Au cours des trois dernières années, le Conseil d’Etat a sanctionné plusieurs dispositions fiscales considérées comme discriminatoires sur le fondement de la Convention de sauvegarde des droits de l’homme et des libertés fondamentales («CESDH») donnant ainsi un regain d’intérêt à l’invocation de telles dispositions devant le juge administratif.
Par Catherine Cassan, avocat associée, PwC Société d’Avocats et Mathilde Blandino, PwC Société d’Avocats
En 2017, dans sa décision Layher (CE, 29 mars 2017, n° 399506), le Conseil d’Etat a sanctionné dans le cadre d’un recours pour excès de pouvoir (REP) les commentaires administratifs publiés sur la base BOFiP réitérant les dispositions de l’article 235 ter ZCA du Code général des impôts («CGI») instaurant une contribution additionnelle de 3 % au titre des revenus distribués. Cette contribution avait été mise en place dans un objectif affiché de rendement. Le dispositif en cause excluait de la contribution les distributions réalisées entre sociétés membres d’une intégration fiscale mais incluait celles réalisées entre sociétés qui, bien que répondant à la condition de détention de 95 %, n’avaient pas opté pour le régime de l’intégration fiscale.
Selon le Conseil d’Etat, cette différence de traitement, selon que les sociétés ont opté ou non pour le régime de l’intégration fiscale, ne repose pas sur des justifications objectives et raisonnables. En effet, un objectif de rendement ne constitue pas, en lui-même, un objectif d’utilité publique de nature à justifier, lorsque la condition de détention est satisfaite, la différence de traitement. La haute cour a relevé que cette différence de traitement est incompatible avec les stipulations de l’article 14 de la CESDH (i.e. interdiction des discriminations) combinées avec l’article 1er de son premier protocole additionnel (i.e. protection de la propriété).
Plus récemment, le Conseil d’Etat (CE, 22 novembre 2019, n° 431867) a sanctionné dans le cadre d’un recours pour excès de pouvoir la doctrine administrative (BOI-RPPM-PVBMI-20-10-40 n° 170) commentant les dispositions du 12 de l’article 150-0 D du CGI interdisant la déduction des pertes pour le calcul de la plus-value en cas d’annulation de titres volontaire.
Par principe, les pertes constatées du fait de l’annulation de titres dans le cadre d’une procédure collective sont déductibles. Néanmoins, les pertes réalisées au cours d’une annulation de titres en application de l’article 225-248 du Code de commerce ne sont pas, selon l’administration fiscale, admises en déduction car elles résultent d’une annulation volontaire.

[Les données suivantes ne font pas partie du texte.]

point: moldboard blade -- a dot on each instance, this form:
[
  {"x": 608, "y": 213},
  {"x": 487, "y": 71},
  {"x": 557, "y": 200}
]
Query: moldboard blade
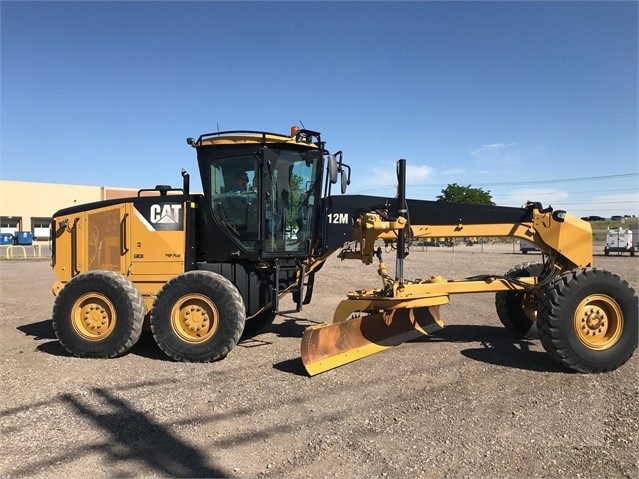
[{"x": 328, "y": 346}]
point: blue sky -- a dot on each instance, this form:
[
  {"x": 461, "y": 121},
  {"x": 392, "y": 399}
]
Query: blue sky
[{"x": 529, "y": 100}]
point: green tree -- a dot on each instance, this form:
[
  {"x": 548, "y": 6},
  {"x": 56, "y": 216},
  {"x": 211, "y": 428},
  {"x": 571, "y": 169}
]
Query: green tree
[{"x": 455, "y": 193}]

Pour rappel, en application de l’article 225-248 du Code de commerce, dans l’hypothèse où les pertes d’une société sont au moins égales ou supérieures à ses capitaux propres et si l’assemblée générale extraordinaire n’a pas décidé sa dissolution anticipée, les associés, pour réduire le capital de la société d’un montant au moins égal à celui des pertes qui n’ont pas pu être imputées sur ses réserves et son report à nouveau, sont tenus de procéder à l’annulation des titres de cette société.

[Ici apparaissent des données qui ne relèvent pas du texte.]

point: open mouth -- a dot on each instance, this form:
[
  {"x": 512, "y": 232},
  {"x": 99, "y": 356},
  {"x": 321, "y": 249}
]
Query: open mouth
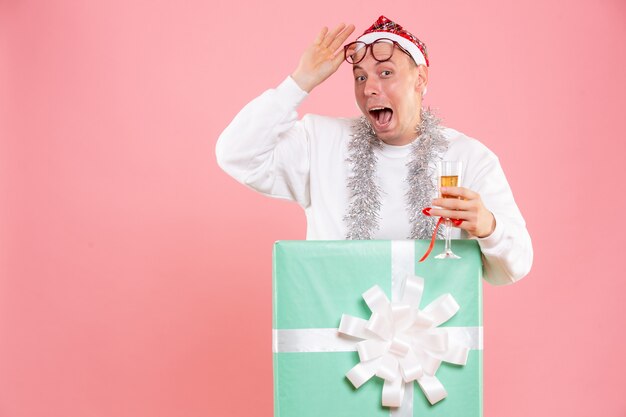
[{"x": 381, "y": 116}]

Le Conseil d’Etat a jugé que les contribuables soumis à l’obligation de l’article 225-248 du Code de commerce ne se trouvaient pas, au regard de la loi fiscale, dans une situation suffisamment différente de celle des contribuables dont les titres sont annulés dans le cadre d’une procédure collective pour justifier, sans méconnaître les stipulations combinées de l’article 14 de la CESDH et de l’article 1er du premier protocole additionnel à cette convention, une différence de traitement telle que celle qu’instaure l’article en cause dans le traitement fiscal des annulations de titres.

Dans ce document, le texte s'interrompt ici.